There is, however, a correlation between presidential approval and congressional approval. "When the president is more popular, Congress tends to be more popular, and when the president is less popular, Congress tends to be less popular," he wrote.
There are many indicators to which political strategists will pay attention in the coming months. One is general sentiment about the direction of the country, which was in the dumps just before the 2008 election, improved during the early months of Obama's presidency and now has soured again.
Another is whether Americans say they plan to vote for the Republican or the Democrat for the House. This has never been an infallible indicator in predicting how many seats will change hands. But currently the public is split evenly, and among registered voters, Republicans have a statistically insignificant but politically notable advantage. Not many months ago, Democrats had a big edge here.
The most important indicator, however, is the president's approval. Evaluations of Congress have "very little influence" on what happens in congressional elections, Abramowitz wrote. "When it comes to choosing candidates for Congress, it is opinions of the president's performance that matter."

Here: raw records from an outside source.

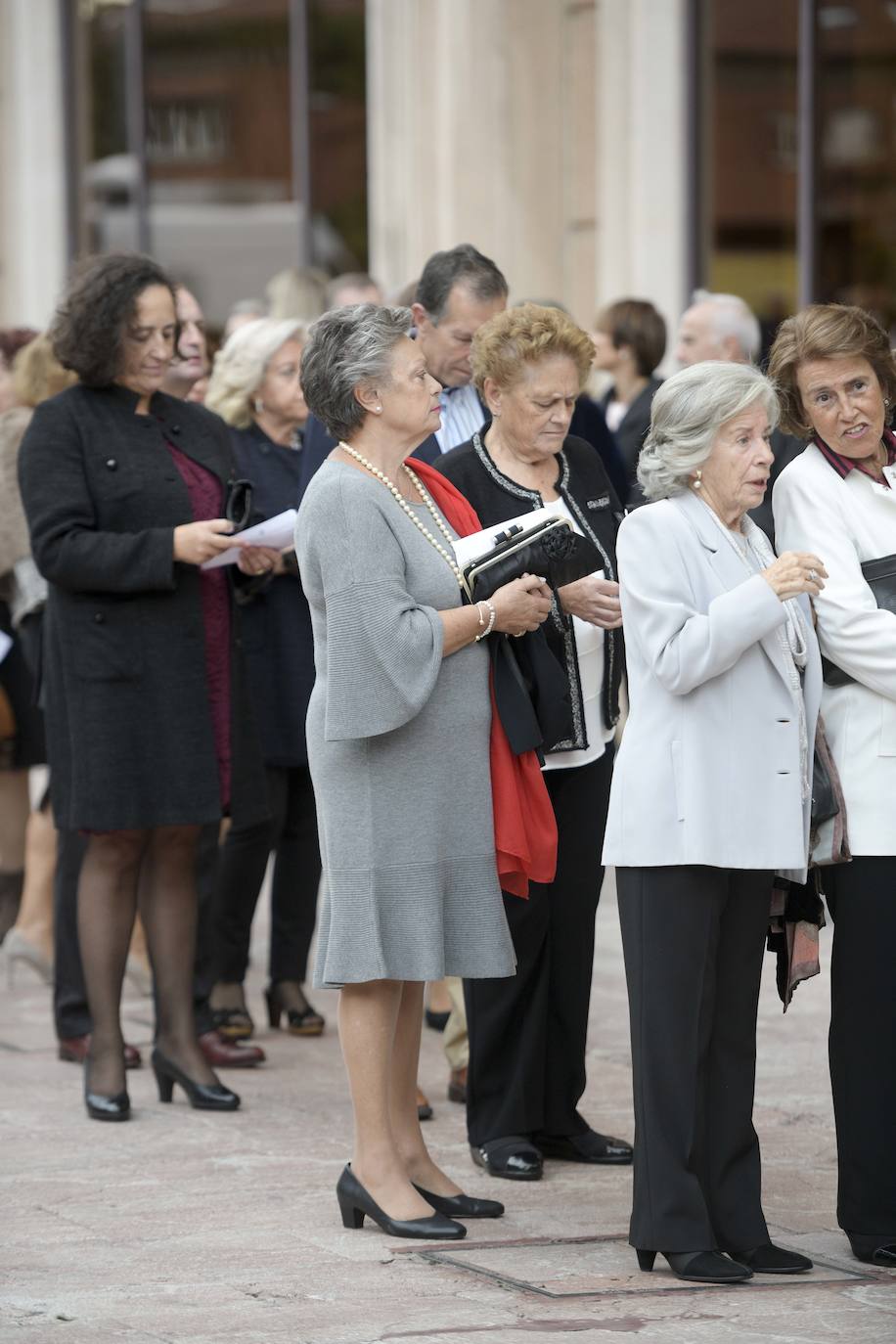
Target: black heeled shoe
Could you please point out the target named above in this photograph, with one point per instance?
(105, 1107)
(299, 1021)
(356, 1204)
(697, 1266)
(201, 1096)
(461, 1206)
(771, 1260)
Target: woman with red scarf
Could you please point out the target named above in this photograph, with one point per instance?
(406, 757)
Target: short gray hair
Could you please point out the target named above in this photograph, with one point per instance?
(347, 348)
(241, 365)
(733, 316)
(687, 414)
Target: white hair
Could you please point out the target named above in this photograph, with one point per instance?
(731, 316)
(347, 348)
(687, 414)
(241, 366)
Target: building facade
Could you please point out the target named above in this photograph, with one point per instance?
(596, 148)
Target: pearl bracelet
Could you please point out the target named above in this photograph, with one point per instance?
(492, 618)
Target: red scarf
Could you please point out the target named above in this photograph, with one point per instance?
(525, 829)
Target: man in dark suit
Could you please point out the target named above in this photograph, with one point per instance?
(724, 327)
(457, 291)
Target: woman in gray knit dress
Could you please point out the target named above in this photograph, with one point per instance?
(398, 744)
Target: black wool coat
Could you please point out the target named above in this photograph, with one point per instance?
(583, 482)
(129, 726)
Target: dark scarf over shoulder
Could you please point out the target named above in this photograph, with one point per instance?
(585, 487)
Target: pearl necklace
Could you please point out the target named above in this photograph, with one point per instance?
(381, 476)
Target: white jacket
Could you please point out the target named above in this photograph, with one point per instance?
(708, 770)
(845, 521)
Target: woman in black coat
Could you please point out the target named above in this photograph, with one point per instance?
(255, 388)
(528, 1034)
(148, 723)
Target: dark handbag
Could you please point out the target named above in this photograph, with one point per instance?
(880, 577)
(238, 504)
(550, 549)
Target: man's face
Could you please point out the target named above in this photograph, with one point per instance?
(697, 338)
(446, 345)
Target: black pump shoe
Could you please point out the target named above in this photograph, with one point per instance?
(771, 1260)
(698, 1266)
(461, 1206)
(356, 1204)
(201, 1096)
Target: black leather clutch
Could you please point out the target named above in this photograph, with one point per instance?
(880, 577)
(550, 549)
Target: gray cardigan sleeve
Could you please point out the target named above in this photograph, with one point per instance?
(383, 650)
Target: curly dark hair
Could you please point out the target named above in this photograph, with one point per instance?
(89, 324)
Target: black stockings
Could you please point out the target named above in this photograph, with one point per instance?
(156, 870)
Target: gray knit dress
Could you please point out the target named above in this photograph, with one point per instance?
(398, 746)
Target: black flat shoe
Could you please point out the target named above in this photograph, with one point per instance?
(299, 1021)
(874, 1250)
(461, 1206)
(201, 1096)
(697, 1266)
(590, 1146)
(771, 1260)
(356, 1204)
(514, 1157)
(108, 1107)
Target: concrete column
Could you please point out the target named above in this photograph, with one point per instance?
(641, 182)
(32, 201)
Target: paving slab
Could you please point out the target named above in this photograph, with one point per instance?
(182, 1226)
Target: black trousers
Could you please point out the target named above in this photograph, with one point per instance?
(694, 941)
(68, 992)
(528, 1034)
(861, 898)
(291, 833)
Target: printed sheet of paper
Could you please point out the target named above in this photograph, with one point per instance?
(277, 532)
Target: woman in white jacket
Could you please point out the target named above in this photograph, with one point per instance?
(837, 380)
(709, 797)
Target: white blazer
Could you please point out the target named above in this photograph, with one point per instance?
(708, 770)
(845, 521)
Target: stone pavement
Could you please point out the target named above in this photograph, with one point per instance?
(183, 1226)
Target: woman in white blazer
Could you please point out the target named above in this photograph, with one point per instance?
(709, 797)
(837, 380)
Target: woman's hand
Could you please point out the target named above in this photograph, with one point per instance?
(521, 605)
(258, 560)
(199, 542)
(794, 573)
(593, 600)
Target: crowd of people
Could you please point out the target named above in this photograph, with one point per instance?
(708, 706)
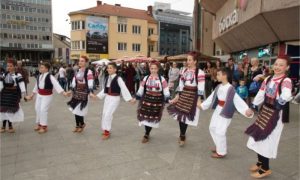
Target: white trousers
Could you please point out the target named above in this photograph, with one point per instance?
(42, 105)
(110, 105)
(218, 128)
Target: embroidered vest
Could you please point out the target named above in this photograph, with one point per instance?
(228, 108)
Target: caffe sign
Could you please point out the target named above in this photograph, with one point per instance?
(228, 21)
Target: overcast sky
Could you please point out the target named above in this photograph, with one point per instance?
(61, 8)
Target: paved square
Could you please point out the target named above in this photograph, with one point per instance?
(61, 155)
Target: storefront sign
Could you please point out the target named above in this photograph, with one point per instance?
(228, 21)
(97, 35)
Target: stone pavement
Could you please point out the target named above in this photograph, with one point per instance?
(62, 155)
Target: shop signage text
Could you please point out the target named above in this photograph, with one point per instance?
(228, 21)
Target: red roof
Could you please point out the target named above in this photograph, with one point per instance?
(117, 10)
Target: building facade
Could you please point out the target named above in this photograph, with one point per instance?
(26, 30)
(175, 29)
(260, 28)
(112, 32)
(62, 47)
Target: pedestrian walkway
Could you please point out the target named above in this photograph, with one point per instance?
(62, 155)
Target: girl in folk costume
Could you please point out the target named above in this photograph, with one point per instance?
(224, 100)
(114, 87)
(82, 85)
(265, 132)
(184, 106)
(43, 88)
(12, 88)
(153, 92)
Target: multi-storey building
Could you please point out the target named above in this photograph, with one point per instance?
(113, 31)
(26, 30)
(175, 29)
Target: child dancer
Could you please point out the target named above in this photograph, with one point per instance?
(265, 132)
(12, 88)
(153, 92)
(242, 90)
(82, 85)
(44, 90)
(114, 86)
(224, 100)
(183, 107)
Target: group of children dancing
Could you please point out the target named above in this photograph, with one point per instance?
(153, 93)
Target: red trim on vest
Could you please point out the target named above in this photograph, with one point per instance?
(45, 92)
(221, 103)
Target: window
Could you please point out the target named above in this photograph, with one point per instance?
(82, 45)
(150, 31)
(122, 46)
(122, 28)
(76, 25)
(82, 24)
(151, 48)
(136, 29)
(136, 47)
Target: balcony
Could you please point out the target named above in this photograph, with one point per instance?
(153, 38)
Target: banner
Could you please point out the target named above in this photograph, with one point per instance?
(97, 35)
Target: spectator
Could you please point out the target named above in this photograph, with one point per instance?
(242, 90)
(238, 75)
(214, 74)
(208, 70)
(232, 67)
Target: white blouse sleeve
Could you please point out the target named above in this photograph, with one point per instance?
(101, 94)
(286, 92)
(90, 79)
(201, 82)
(240, 105)
(140, 92)
(260, 96)
(124, 91)
(56, 85)
(207, 103)
(181, 83)
(21, 84)
(165, 87)
(35, 89)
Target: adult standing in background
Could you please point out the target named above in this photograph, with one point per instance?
(253, 78)
(20, 69)
(130, 73)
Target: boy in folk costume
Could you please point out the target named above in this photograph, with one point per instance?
(224, 100)
(44, 90)
(12, 88)
(82, 86)
(274, 95)
(153, 92)
(183, 107)
(113, 87)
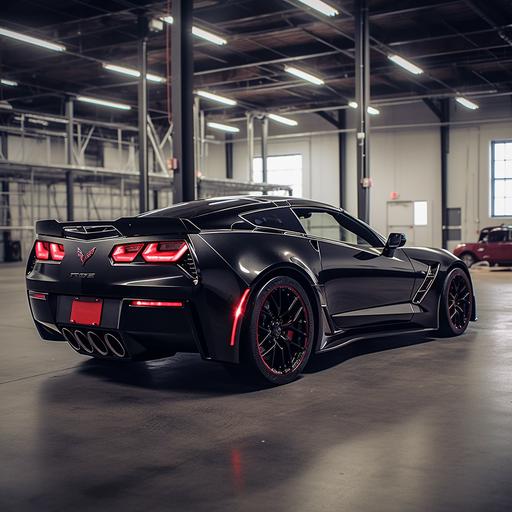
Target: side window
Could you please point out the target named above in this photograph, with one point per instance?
(277, 218)
(337, 227)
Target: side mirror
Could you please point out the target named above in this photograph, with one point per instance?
(394, 241)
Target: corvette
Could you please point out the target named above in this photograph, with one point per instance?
(258, 283)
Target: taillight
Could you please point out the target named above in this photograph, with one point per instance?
(164, 252)
(126, 253)
(56, 251)
(49, 251)
(42, 250)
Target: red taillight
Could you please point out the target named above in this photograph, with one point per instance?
(164, 252)
(239, 311)
(126, 253)
(155, 304)
(42, 250)
(56, 251)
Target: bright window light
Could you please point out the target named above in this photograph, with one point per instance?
(10, 83)
(199, 32)
(283, 120)
(407, 65)
(420, 213)
(216, 97)
(223, 127)
(32, 40)
(103, 103)
(466, 103)
(320, 6)
(132, 72)
(305, 76)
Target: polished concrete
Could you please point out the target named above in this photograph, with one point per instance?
(396, 424)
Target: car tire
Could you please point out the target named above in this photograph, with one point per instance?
(468, 258)
(279, 331)
(456, 304)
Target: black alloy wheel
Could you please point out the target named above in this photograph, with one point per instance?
(457, 303)
(281, 330)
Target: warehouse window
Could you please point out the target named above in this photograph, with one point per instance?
(501, 178)
(281, 170)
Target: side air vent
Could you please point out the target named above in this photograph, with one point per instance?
(187, 264)
(85, 232)
(426, 284)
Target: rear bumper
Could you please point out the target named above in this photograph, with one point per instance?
(145, 332)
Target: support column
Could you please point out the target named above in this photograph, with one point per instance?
(445, 150)
(182, 100)
(362, 54)
(70, 196)
(342, 152)
(264, 149)
(143, 117)
(229, 156)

Independent analyst Rhodes Cook produced a helpful analysis recently that looked at the impact of presidential approval on midterm elections. Almost without exception, presidents with approval ratings below 50 percent at the time of the midterm election saw their party suffer the most significant losses.
That puts Obama on the cusp of the danger zone. For much of the last six months, Obama's slide in the polls has drawn the biggest headlines. His approval ratings plummeted from about 70 percent around the 100-day mark of his presidency to about 50 percent by the end of last year. It remains there today.
The best thing that can be said about him is that his approval ratings have stopped falling. The challenge for Obama will be to improve his standing with the American people enough to provide some protection for Democrats trying to hold down their expected losses.
Part of his strategy must be to disassociate himself from Congress. The long health-care battle put a focus on the worst of the legislative branch -- inside deals, arcane procedures, endless wrangling -- and kept Obama attached to Democratic congressional leaders. His determination to spend more time outside of Washington gives him the opportunity to reconnect with Americans, to stay above the fray in Washington and to show that he is committed to restoring some measure of bipartisanship to the capital.
At the same time, he hopes to draw a sharper contrast with congressional Republicans, as he was able to do when he appeared before the House GOP retreat two weeks ago. In the past six months, Republicans have gained significant ground on Obama in the public's estimation of whom they trust to handle major issues.
Obama needs to reopen that gap. The next opportunity for contrast, and perhaps cooperation, will come Feb. 25, when he hosts a health-care summit with congressional leaders from both parties.
Most important, however, will be results. Can he deliver on the promise of a better economy? Will his policies -- or the natural movements of the business cycle -- produce enough new jobs to lower the unemployment rate over the next six months? On unemployment, the forecasts are more pessimistic.
The president's rising disapproval provoked speculation late last year that members of Congress in competitive races would begin to put distance between themselves and him. That's to be expected. But no Democrat can truly escape the fortunes of the president. The party's political futures this fall are inextricably tied to how well people think Obama is doing his job.